Can I now have a job as an MSN Money journalist?
Really guys, come on!
There is a lot of assuming going on in this article///////
1. Assume what your expenses are going to be for medical and long term care
2. Assume you can calculate what your returns are going to be going forward
3. Assume you can save more money if you need to.
4. Assume you will still have a job or the physical ability to work longer
ASSUME_ASSUME_ASSUME_ASSUME Too many asses in this equation///////////////////
Nothing to see here...move on.
retirement is a presonal isssue, and so are all your other personal finances, don't rely on MSN or the government to do your thinking for you.
Do the math, research, and make smart decisions, for yourself
The likelihood that this guy makes more than all of us combined makes me want to set my hair on fire.
Thanks for the tips, Captain Obvious.
This is REALLY something you should take the time to do and that usually means tracking your budget in fine detail for at least a year.

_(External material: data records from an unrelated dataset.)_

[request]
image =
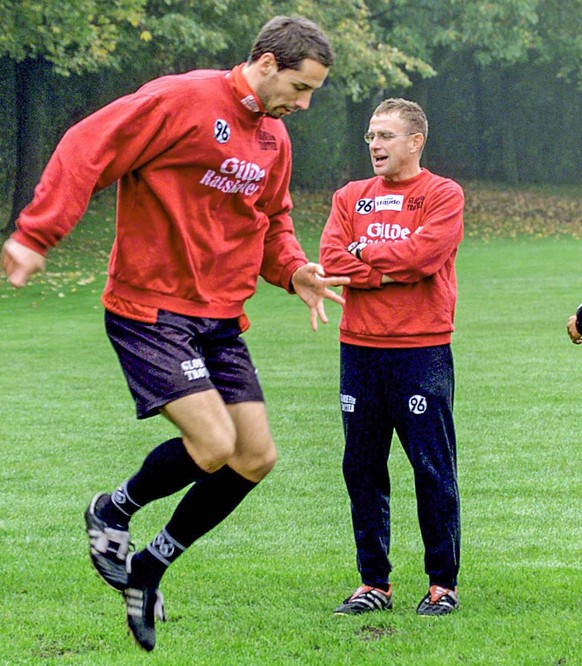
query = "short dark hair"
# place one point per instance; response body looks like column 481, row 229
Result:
column 292, row 40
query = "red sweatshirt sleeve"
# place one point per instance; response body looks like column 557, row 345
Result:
column 337, row 234
column 283, row 254
column 91, row 156
column 425, row 251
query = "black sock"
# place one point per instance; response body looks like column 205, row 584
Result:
column 166, row 470
column 204, row 506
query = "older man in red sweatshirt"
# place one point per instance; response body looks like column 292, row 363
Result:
column 396, row 236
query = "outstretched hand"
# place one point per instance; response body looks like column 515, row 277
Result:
column 312, row 287
column 20, row 262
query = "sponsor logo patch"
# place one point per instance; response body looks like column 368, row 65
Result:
column 221, row 130
column 417, row 404
column 347, row 402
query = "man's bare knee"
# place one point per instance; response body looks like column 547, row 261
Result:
column 255, row 467
column 214, row 450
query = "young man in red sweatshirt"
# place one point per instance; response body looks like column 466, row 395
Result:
column 396, row 236
column 203, row 163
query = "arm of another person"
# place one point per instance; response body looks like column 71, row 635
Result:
column 574, row 327
column 284, row 261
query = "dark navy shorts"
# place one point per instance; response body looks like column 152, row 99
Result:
column 180, row 355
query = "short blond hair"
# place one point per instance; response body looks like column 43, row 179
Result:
column 409, row 111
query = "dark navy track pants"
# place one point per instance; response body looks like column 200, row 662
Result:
column 410, row 392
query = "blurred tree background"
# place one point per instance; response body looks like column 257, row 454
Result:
column 501, row 80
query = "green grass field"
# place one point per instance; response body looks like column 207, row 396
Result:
column 260, row 589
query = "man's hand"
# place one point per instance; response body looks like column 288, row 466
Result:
column 356, row 248
column 20, row 262
column 312, row 287
column 573, row 331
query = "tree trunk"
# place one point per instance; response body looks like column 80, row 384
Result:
column 358, row 157
column 30, row 94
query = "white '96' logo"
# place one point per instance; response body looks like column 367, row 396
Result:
column 221, row 131
column 417, row 404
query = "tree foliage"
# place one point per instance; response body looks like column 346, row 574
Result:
column 74, row 36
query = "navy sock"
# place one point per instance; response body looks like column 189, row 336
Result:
column 204, row 506
column 166, row 470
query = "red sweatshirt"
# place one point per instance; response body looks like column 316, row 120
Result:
column 412, row 230
column 203, row 196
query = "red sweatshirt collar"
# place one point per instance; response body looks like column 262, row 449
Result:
column 243, row 91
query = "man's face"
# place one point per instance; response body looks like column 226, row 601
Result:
column 396, row 157
column 283, row 92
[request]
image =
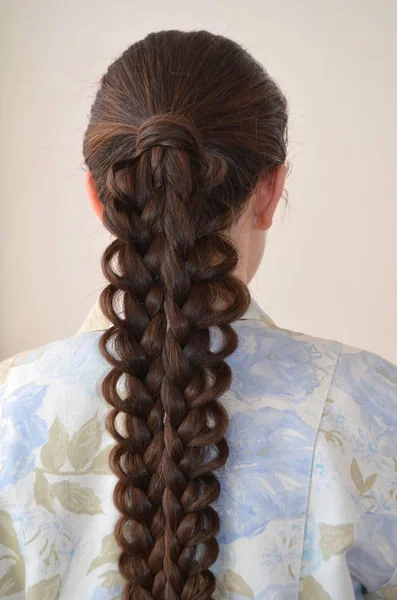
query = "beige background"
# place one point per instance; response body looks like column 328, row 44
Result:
column 331, row 264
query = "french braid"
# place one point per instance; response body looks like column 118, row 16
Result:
column 170, row 200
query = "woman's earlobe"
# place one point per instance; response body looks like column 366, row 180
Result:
column 96, row 204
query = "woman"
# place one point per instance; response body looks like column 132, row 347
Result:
column 181, row 445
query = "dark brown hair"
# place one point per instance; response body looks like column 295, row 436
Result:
column 182, row 127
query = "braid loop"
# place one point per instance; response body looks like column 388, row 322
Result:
column 160, row 346
column 183, row 127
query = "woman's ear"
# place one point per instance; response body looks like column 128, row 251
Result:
column 268, row 194
column 96, row 204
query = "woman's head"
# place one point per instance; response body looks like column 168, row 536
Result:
column 185, row 149
column 237, row 108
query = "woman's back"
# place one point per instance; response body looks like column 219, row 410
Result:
column 308, row 494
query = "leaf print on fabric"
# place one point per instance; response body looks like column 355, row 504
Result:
column 53, row 454
column 109, row 553
column 276, row 365
column 371, row 382
column 13, row 580
column 362, row 486
column 373, row 557
column 230, row 582
column 112, row 580
column 102, row 593
column 310, row 589
column 43, row 492
column 278, row 592
column 77, row 499
column 269, row 466
column 47, row 589
column 335, row 539
column 111, row 586
column 85, row 443
column 21, row 431
column 100, row 464
column 312, row 555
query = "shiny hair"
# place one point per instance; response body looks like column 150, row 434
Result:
column 183, row 126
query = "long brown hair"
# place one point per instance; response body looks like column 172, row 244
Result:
column 182, row 127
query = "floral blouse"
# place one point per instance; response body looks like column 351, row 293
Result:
column 309, row 493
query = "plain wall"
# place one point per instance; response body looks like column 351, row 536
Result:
column 330, row 268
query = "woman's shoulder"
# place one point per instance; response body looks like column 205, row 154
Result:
column 55, row 363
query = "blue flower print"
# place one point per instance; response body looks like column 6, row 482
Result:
column 372, row 559
column 267, row 474
column 83, row 365
column 372, row 383
column 21, row 431
column 270, row 362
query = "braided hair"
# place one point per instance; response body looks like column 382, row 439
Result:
column 182, row 127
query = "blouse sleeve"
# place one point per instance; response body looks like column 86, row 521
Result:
column 363, row 400
column 12, row 565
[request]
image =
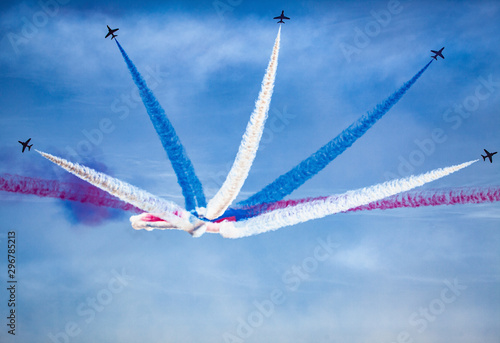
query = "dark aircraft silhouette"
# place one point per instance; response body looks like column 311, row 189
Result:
column 111, row 32
column 281, row 17
column 438, row 53
column 488, row 155
column 25, row 144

Even in retirement I've done it when my income stream changed and Soc.Sec. kicked-in so I could plan on how much to spend on travel.
For my variable expenses, I divide them up into necessities and luxuries, like dividing food up into groceries, beverages, snacks, and restaurants. When working I also listed work-related expenses separately.
I was able to nail my retirement expenses fairly accurately, though I have the advantage of my employer paying 75% of my health insurance premiums in retirement.